Cannelloni with Ricotta Cheese, Fresh Broad Beans, Truffle Mousse and Freeze-Dried Broad Beans Powder
FOR THE FILLING:
14 oz Ricotta cheese
1 whole egg
2 egg yolks
2 tsp parsley, chopped
1/2 cup Parmigiano Reggiano cheese, grated
Salt and pepper to taste
Nutmeg, to taste
7 oz broad beans, fresh or frozen
FOR THE TRUFFLE MOUSSE:
1 clove of garlic
7 oz chicken stock
7 oz cream
1.7 fl oz white wine
1.7 fl oz salted butter
White truffle oil to taste
Extra virgin olive oil to taste
Salt and pepper
3.5 oz onion
Peel and blanch the broad beans. Mix with the Ricotta, the egg, the yolks, parsley and half of the Parmigiano Reggiano cheese.
Season with salt, pepper and nutmeg to taste.
Fill a pastry bag with the mixture and let rest.
Prepare the truffle mousse. Chop finely the onion and garlic and sauté in a frying pan with olive oil and half of the salted butter. Add the white wine and reduce to half.

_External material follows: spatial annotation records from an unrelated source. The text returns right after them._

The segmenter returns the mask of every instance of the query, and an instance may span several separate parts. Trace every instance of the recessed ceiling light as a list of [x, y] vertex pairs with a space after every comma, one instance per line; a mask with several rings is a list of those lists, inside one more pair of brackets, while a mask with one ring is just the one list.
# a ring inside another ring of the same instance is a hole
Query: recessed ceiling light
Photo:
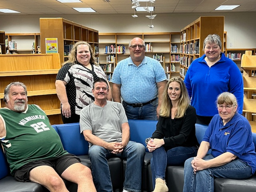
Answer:
[[237, 7], [240, 6], [239, 5], [221, 5], [219, 7], [216, 8], [214, 10], [232, 10]]
[[14, 11], [11, 9], [0, 9], [0, 12], [2, 12], [3, 13], [20, 13], [18, 11]]
[[147, 11], [144, 8], [144, 7], [148, 7], [150, 11], [154, 11], [154, 7], [137, 7], [135, 9], [136, 11]]
[[76, 10], [78, 12], [96, 12], [93, 9], [90, 8], [73, 8], [75, 10]]
[[82, 3], [79, 0], [57, 0], [61, 3]]

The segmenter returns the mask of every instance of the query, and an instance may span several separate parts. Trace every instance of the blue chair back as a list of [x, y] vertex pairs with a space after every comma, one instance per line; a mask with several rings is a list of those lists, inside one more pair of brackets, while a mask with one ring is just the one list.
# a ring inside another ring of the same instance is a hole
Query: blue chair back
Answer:
[[74, 155], [88, 154], [89, 143], [80, 134], [79, 123], [54, 125], [57, 128], [64, 149]]
[[140, 143], [145, 146], [145, 140], [152, 136], [156, 129], [158, 121], [128, 119], [130, 126], [130, 140]]
[[8, 175], [9, 169], [9, 165], [1, 145], [0, 148], [0, 179], [2, 179]]

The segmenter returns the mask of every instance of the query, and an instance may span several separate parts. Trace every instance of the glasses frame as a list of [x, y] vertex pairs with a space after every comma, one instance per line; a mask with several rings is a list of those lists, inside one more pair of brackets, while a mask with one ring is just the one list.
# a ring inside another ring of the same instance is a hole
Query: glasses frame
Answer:
[[[226, 106], [223, 106], [222, 105], [220, 105], [220, 104], [218, 104], [217, 105], [217, 108], [218, 108], [218, 109], [219, 109], [220, 110], [223, 110], [223, 109], [224, 108], [225, 108], [226, 110], [228, 111], [229, 110], [231, 110], [231, 107], [232, 107], [233, 106], [235, 106], [236, 105], [227, 105]], [[226, 107], [227, 106], [230, 106], [230, 108], [229, 109], [227, 109], [226, 108]]]
[[[136, 47], [135, 47], [135, 46], [136, 46]], [[140, 48], [140, 47], [139, 46], [142, 46], [142, 47], [141, 48]], [[139, 48], [139, 49], [142, 49], [143, 48], [144, 48], [144, 47], [145, 47], [145, 46], [143, 45], [142, 45], [142, 44], [139, 44], [139, 45], [131, 45], [130, 47], [133, 50], [135, 50], [136, 49], [136, 48], [137, 48], [137, 47]]]

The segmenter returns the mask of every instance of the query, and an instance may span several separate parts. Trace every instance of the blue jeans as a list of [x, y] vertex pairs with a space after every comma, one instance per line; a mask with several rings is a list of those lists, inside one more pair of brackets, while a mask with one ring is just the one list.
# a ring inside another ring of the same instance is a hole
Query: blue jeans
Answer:
[[89, 149], [88, 154], [92, 164], [93, 181], [97, 191], [113, 192], [108, 159], [117, 157], [127, 159], [124, 189], [140, 192], [145, 151], [143, 145], [130, 141], [123, 152], [118, 154], [111, 153], [110, 150], [100, 146], [92, 146]]
[[[212, 155], [209, 154], [204, 159], [213, 158]], [[251, 166], [239, 159], [218, 167], [198, 171], [194, 174], [191, 166], [193, 158], [189, 158], [185, 162], [184, 192], [214, 192], [214, 178], [245, 179], [252, 175]]]
[[158, 120], [156, 108], [158, 102], [158, 99], [157, 98], [150, 104], [142, 107], [133, 107], [123, 101], [123, 106], [128, 119]]
[[155, 188], [156, 179], [164, 180], [167, 165], [183, 165], [187, 159], [196, 155], [198, 148], [197, 147], [181, 146], [166, 151], [162, 146], [154, 150], [150, 160], [153, 187]]

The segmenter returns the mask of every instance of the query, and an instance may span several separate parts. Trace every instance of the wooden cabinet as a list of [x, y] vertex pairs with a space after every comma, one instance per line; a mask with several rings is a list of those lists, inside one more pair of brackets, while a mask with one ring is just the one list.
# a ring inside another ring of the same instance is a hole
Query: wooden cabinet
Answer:
[[[146, 44], [146, 56], [159, 61], [166, 76], [178, 76], [180, 33], [101, 33], [99, 34], [99, 58], [100, 65], [105, 64], [108, 55], [115, 57], [116, 63], [130, 56], [129, 43], [135, 37], [142, 39]], [[176, 46], [176, 51], [171, 48]], [[110, 48], [112, 52], [106, 51]], [[114, 47], [114, 48], [111, 48]], [[176, 52], [175, 52], [175, 51]], [[172, 70], [172, 69], [174, 69]]]
[[232, 60], [239, 68], [241, 73], [243, 72], [243, 69], [241, 66], [241, 59], [242, 56], [246, 51], [251, 51], [253, 55], [255, 54], [255, 48], [249, 49], [227, 49], [227, 57]]
[[244, 70], [244, 106], [243, 113], [249, 121], [253, 132], [256, 131], [256, 55], [246, 51], [242, 55], [241, 67]]
[[224, 16], [201, 16], [181, 30], [181, 78], [184, 78], [191, 62], [204, 54], [204, 39], [209, 34], [214, 34], [220, 36], [224, 45]]
[[71, 50], [72, 46], [80, 41], [88, 42], [94, 50], [96, 56], [98, 48], [98, 32], [80, 24], [63, 18], [40, 18], [41, 52], [46, 53], [46, 38], [58, 38], [58, 52], [60, 62], [67, 60], [68, 52], [64, 46]]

Add the chicken stock and the cream at the same time and simmer for 10 minutes.
Add some drops of truffle oil to taste and the butter in the end. Filter.
Fill the Cannelloni with the mixture previously set to rest in the pastry bag.
Grease the bottom of a perforated baking sheet with melted butter. Set the filled Cannelloni inside and brush the top with butter.
Steam for 8 minutes in a steamer or a bamboo steam basket.??
Serve immediately in a hot plate.
Plate the Cannelloni as you like and decorate with the broad beans, the mousse and more truffle oil.
If you have a syphon, you can use it to make a light mousse with part of the truffle scented sauce. Some of the broad beans, with the skin still on, can be dried at 55°C/ 131° F for at least one hour. When ready, you can powder the broad beans as decoration on the plate, as in the photo.